All right, so I wasn’t over it. It bugged me. I didn’t want to see his face if I couldn’t kiss it and I didn’t want to hear his voice unless it was in my ear.
Three weeks. It’d been three weeks and I’d thought about him every day. I’d drafted texts I’d never sent and hovered on the call button way too many times, but I’d never been able to do it. How lame was I?
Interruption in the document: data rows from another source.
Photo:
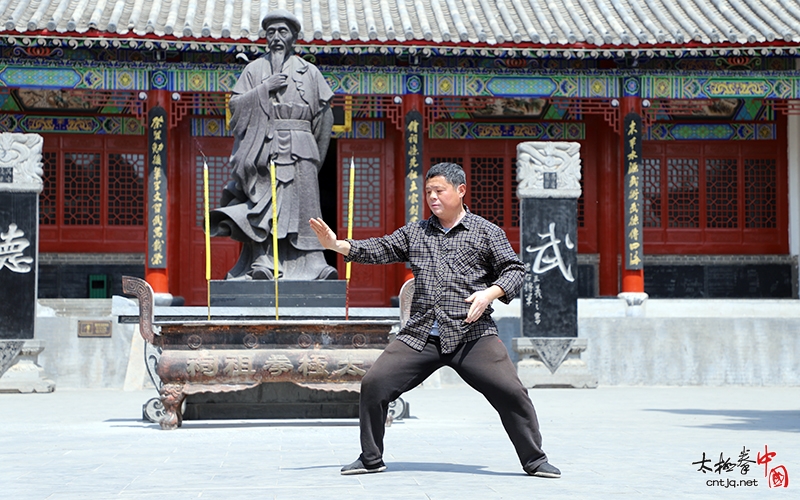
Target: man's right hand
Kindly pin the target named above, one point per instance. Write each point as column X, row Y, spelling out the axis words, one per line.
column 327, row 237
column 275, row 82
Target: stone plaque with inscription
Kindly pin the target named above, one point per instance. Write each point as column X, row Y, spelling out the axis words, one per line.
column 20, row 184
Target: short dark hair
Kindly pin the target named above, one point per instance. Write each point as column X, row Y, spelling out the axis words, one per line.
column 452, row 172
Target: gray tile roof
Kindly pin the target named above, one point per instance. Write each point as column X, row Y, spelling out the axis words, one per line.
column 558, row 24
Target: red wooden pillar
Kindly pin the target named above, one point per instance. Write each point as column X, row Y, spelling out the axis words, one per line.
column 632, row 279
column 158, row 278
column 608, row 211
column 413, row 103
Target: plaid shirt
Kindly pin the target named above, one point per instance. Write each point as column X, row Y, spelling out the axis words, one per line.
column 448, row 267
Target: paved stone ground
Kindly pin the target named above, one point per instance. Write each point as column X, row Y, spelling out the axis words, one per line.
column 610, row 443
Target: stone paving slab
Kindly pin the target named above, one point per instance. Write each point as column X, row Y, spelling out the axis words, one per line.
column 610, row 443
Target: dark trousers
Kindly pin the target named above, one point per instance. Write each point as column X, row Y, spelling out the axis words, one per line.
column 483, row 364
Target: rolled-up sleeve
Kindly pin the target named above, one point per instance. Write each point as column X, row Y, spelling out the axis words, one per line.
column 387, row 249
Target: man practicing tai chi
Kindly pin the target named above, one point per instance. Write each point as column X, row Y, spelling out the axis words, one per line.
column 461, row 263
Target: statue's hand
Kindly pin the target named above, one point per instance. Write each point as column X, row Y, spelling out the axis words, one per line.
column 276, row 82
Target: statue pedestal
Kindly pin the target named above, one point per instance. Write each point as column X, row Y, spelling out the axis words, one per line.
column 572, row 372
column 261, row 293
column 23, row 374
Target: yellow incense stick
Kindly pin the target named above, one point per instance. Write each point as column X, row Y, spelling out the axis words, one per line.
column 349, row 235
column 274, row 233
column 208, row 235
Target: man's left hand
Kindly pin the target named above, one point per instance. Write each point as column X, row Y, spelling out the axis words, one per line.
column 480, row 300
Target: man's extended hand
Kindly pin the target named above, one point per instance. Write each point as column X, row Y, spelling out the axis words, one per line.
column 327, row 237
column 480, row 300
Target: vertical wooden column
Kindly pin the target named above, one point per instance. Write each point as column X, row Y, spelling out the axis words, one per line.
column 608, row 211
column 414, row 173
column 156, row 259
column 632, row 170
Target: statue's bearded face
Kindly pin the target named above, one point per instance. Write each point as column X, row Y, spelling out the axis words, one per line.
column 280, row 37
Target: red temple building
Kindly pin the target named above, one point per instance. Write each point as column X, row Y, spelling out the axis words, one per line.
column 715, row 84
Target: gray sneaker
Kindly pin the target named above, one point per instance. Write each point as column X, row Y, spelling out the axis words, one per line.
column 358, row 467
column 543, row 470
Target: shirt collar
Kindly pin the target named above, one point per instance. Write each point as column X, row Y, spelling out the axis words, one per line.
column 465, row 221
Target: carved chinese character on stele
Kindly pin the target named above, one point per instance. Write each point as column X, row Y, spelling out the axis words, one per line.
column 549, row 185
column 20, row 185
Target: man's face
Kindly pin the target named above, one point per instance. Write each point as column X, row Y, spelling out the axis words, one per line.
column 280, row 37
column 443, row 198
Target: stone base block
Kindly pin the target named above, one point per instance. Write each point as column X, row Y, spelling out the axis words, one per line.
column 572, row 372
column 24, row 374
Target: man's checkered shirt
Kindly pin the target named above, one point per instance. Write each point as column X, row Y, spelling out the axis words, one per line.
column 448, row 267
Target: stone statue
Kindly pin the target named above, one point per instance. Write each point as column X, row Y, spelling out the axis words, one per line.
column 280, row 113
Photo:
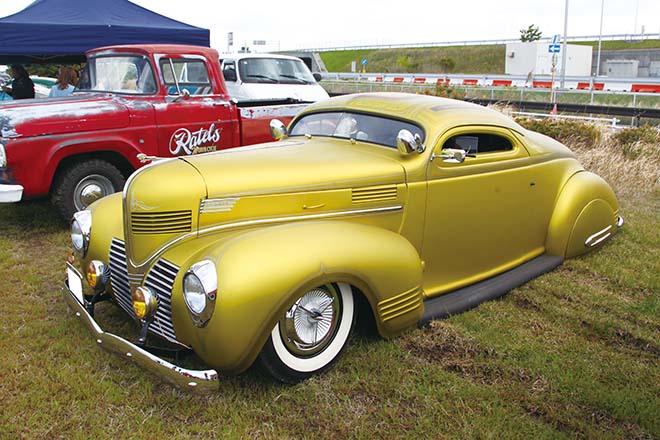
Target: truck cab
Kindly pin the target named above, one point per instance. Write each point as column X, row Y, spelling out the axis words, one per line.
column 132, row 100
column 269, row 76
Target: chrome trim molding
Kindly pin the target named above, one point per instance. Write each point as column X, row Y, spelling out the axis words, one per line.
column 208, row 206
column 594, row 239
column 299, row 217
column 203, row 381
column 11, row 193
column 209, row 230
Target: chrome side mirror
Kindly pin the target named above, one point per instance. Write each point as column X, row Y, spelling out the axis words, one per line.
column 278, row 129
column 452, row 155
column 408, row 143
column 183, row 94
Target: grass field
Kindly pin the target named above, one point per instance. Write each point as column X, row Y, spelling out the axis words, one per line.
column 572, row 354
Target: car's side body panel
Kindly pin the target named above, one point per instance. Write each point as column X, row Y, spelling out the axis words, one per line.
column 254, row 289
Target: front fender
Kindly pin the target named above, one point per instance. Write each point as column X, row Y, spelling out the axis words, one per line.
column 585, row 207
column 262, row 272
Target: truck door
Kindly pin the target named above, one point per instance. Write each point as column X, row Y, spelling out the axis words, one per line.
column 193, row 118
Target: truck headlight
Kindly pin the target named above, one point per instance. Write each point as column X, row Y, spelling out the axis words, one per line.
column 81, row 227
column 200, row 287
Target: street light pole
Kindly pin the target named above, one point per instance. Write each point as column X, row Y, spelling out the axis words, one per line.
column 600, row 37
column 563, row 49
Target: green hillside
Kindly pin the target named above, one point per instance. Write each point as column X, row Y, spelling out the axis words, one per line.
column 451, row 59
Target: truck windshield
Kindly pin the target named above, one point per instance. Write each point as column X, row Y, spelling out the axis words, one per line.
column 274, row 70
column 374, row 129
column 131, row 74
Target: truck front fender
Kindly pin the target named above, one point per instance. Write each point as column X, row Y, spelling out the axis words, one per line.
column 586, row 208
column 262, row 272
column 93, row 145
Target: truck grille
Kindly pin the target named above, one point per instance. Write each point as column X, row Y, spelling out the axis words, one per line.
column 160, row 278
column 170, row 222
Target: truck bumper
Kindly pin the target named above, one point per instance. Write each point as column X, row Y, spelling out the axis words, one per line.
column 10, row 193
column 193, row 380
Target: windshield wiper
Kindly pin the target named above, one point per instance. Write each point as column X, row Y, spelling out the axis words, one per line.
column 300, row 80
column 262, row 77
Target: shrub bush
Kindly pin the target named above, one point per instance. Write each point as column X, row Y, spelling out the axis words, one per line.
column 571, row 133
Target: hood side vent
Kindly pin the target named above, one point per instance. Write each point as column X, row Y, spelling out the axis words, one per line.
column 374, row 194
column 172, row 222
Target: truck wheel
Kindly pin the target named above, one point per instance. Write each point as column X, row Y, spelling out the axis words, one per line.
column 83, row 183
column 311, row 335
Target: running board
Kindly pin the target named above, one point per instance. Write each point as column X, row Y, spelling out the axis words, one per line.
column 469, row 297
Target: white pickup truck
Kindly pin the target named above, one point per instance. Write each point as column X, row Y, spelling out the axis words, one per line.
column 269, row 76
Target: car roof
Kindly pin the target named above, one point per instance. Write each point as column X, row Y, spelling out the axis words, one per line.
column 170, row 49
column 432, row 112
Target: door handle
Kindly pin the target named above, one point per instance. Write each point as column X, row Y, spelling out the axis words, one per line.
column 320, row 205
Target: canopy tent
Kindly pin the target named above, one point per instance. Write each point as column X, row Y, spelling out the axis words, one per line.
column 60, row 31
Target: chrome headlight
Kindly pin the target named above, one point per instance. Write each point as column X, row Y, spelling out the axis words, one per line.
column 145, row 303
column 3, row 155
column 81, row 227
column 200, row 287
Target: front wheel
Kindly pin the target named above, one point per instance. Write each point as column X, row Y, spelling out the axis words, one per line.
column 311, row 335
column 83, row 183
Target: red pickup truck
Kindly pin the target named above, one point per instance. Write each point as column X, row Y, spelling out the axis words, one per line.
column 156, row 100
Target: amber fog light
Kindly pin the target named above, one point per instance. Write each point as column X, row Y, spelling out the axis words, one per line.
column 145, row 303
column 97, row 275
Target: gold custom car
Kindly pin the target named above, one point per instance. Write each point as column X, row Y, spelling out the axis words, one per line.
column 405, row 207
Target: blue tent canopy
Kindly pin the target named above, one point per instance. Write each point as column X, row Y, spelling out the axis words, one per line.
column 62, row 30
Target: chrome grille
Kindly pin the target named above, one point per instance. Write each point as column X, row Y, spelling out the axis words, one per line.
column 171, row 222
column 374, row 194
column 160, row 278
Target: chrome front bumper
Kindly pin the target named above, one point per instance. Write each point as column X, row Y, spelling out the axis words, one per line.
column 192, row 380
column 10, row 193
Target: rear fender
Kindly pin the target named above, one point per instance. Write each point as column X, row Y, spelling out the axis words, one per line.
column 586, row 211
column 262, row 272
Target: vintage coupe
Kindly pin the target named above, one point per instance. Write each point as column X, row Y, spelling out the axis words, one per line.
column 415, row 206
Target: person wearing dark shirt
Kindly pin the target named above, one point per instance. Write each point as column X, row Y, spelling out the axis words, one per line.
column 22, row 87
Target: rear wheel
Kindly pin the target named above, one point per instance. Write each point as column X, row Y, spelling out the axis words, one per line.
column 311, row 335
column 81, row 184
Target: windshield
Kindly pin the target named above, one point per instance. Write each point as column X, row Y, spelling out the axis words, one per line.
column 274, row 70
column 379, row 130
column 119, row 74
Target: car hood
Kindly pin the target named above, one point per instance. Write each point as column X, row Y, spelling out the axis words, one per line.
column 77, row 113
column 295, row 165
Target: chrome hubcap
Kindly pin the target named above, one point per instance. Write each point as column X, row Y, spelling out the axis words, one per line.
column 90, row 189
column 311, row 323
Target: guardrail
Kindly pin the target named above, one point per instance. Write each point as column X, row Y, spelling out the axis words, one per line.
column 600, row 83
column 610, row 37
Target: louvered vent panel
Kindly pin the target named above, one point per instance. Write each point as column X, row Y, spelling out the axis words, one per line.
column 374, row 194
column 172, row 222
column 160, row 279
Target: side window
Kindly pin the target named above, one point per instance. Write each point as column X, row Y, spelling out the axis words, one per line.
column 188, row 74
column 229, row 71
column 478, row 143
“Can you at least turn it down if you won’t turn it off?” I asked Avery.
“Nope.”
That was that, I guess.
I did my best to block out everything that was coming from that direction to focus on adding the finer details to my poppy. The seeds, the shadowing, the tiny things that would preoccupy my brain and stop me paying attention to him on the TV.
I even hummed. Hum, hum, hum. A tune I didn’t even know, but one that was designed to make me not listen.
“Oh my God call him!” Avery yelled, throwing the remote in my direction.
I ducked, and it hit the fridge behind me, falling to the door. The back popped off on contact, meaning the batteries went scattering across the floor.
“If that still works, you’re gonna be so lucky,” I told her.